El pacto corrige una situación insostenible y vuelve a poner — no olvidemos este detalle que no es menor para relativizar la magnitud del avance— el reloj en el año 2015, cuando ya se había llegado a un acuerdo similar. Ahora está por ver si el documento rubricado por los tres rectores se trata de un alto el fuego o de una paz permanente. De hecho, desde la universidad coruñesa —porque la viguesa desde el primer minuto ha adoptado una posición más complaciente, en un movimiento de yenka, un pasito hacia adelante, otro hacia atrás— ya ha deslizado que el acuerdo de ningún modo supone la renuncia a pedir en el futuro la titulación. Y hace bien.

«No puede entenderse nunca como un cheque en blanco.
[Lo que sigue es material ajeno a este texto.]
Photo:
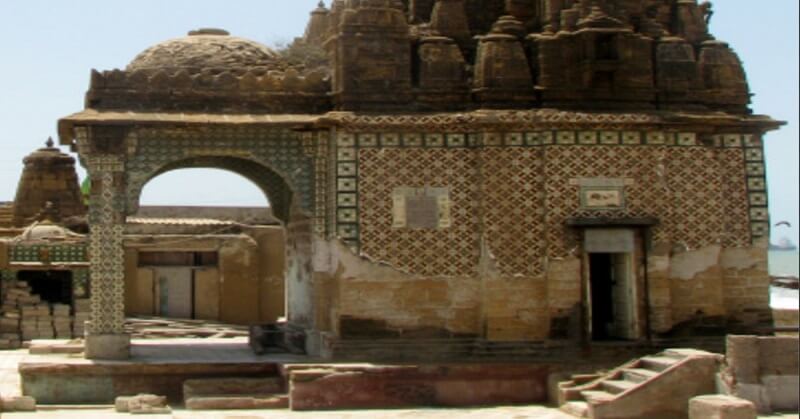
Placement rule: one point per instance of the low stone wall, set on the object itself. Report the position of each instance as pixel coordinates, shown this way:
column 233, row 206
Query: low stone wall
column 763, row 370
column 364, row 386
La UVigo haría bien en adoptar todas las cautelas y tener todos los mecanismos activados»

El convenio nunca puede entenderse como un cheque en blanco. La UVigo, involucrada en un proceso preelectoral una vez que Manuel Reigosa está a meses de agotar su segundo mandato, haría bien en adoptar todas las cautelas y tener todos los mecanismos activados —la penúltima noticia es que creará un grupo de trabajo con la vista puesta en una facultad propia— por más que considere su actual responsable que este acuerdo satisface sus modestas aspiraciones. Y sería mejor aún que el rector Reigosa y los tres candidatos anunciados hubiesen consensuado su posición sobre una cuestión tan importante para el devenir de la institución. Más aún cuando se da la circunstancia de que los tres aspirantes defienden que en 2029 la UVigo ponga en marcha la creación de un grado propio.
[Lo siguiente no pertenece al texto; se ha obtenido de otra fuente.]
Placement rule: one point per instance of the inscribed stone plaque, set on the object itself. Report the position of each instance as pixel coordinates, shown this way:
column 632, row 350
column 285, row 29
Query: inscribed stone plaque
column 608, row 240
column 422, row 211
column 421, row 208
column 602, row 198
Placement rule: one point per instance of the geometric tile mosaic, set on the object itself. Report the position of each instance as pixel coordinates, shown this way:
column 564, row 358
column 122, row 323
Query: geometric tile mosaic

Toda prevención es poca. Mucho más a la vista de que otras comunidades han decidido impulsar nuevas titulaciones de Medicina —ya sea por iniciativa pública o privada— para afrontar la demanda de los estudiantes y la exigencia del mercado laboral, lastrado por un déficit de facultativos, unas listas de espera que no dejan de crecer y un aumento de las necesidades, entre otras razones, por el envejecimiento de la población.

Sin ir más lejos, en Castilla y León, comunidad vecina que también gobierna el Partido Popular, tendrá el próximo curso hasta cuatro facultades de Medicina. A las de Salamanca y Valladolid se sumarán las de León y Burgos. Allí el presidente Alfonso Fernández Mañueco no percibe los mismos problemas sobre la coexistencia de varias facultades —hasta cuatro para una población de 2,4 millones de habitantes frente a una facultad para los casi tres millones de Galicia— que se han advertido aquí. A tenor de lo escuchado por los respectivos gobiernos autonómicos, estamos ante dos formas de afrontar un mismo problema, de entender y dar salida a las demandas de los territorios que conforman una autonomía. El tiempo dirá cuál es la más acertada.
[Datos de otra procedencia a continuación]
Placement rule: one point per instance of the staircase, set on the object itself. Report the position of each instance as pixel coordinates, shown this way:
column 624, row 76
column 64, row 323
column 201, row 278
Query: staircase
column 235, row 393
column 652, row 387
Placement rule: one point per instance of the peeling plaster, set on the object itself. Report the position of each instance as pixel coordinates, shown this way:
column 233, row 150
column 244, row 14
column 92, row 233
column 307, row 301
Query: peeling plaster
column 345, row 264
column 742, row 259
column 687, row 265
Tras el acuerdo de los rectores, que vence el 31 de agosto de 2029, la cuestión no es si la Universidad de Vigo, y por extensión todo el territorio que la acoge y la nutre, tendrá más que antes. La respuesta es clara: tendrá más. La verdadera cuestión es, si después de este pacto alcanzado con fórceps y sin la convicción plena de sus firmantes, Vigo y sus ciudadanos reciben lo que se merecen. La clave es si la firma es el fin de la guerra de Medicina. Si, en definitiva, estamos ante una estación termini o ante una estación de paso.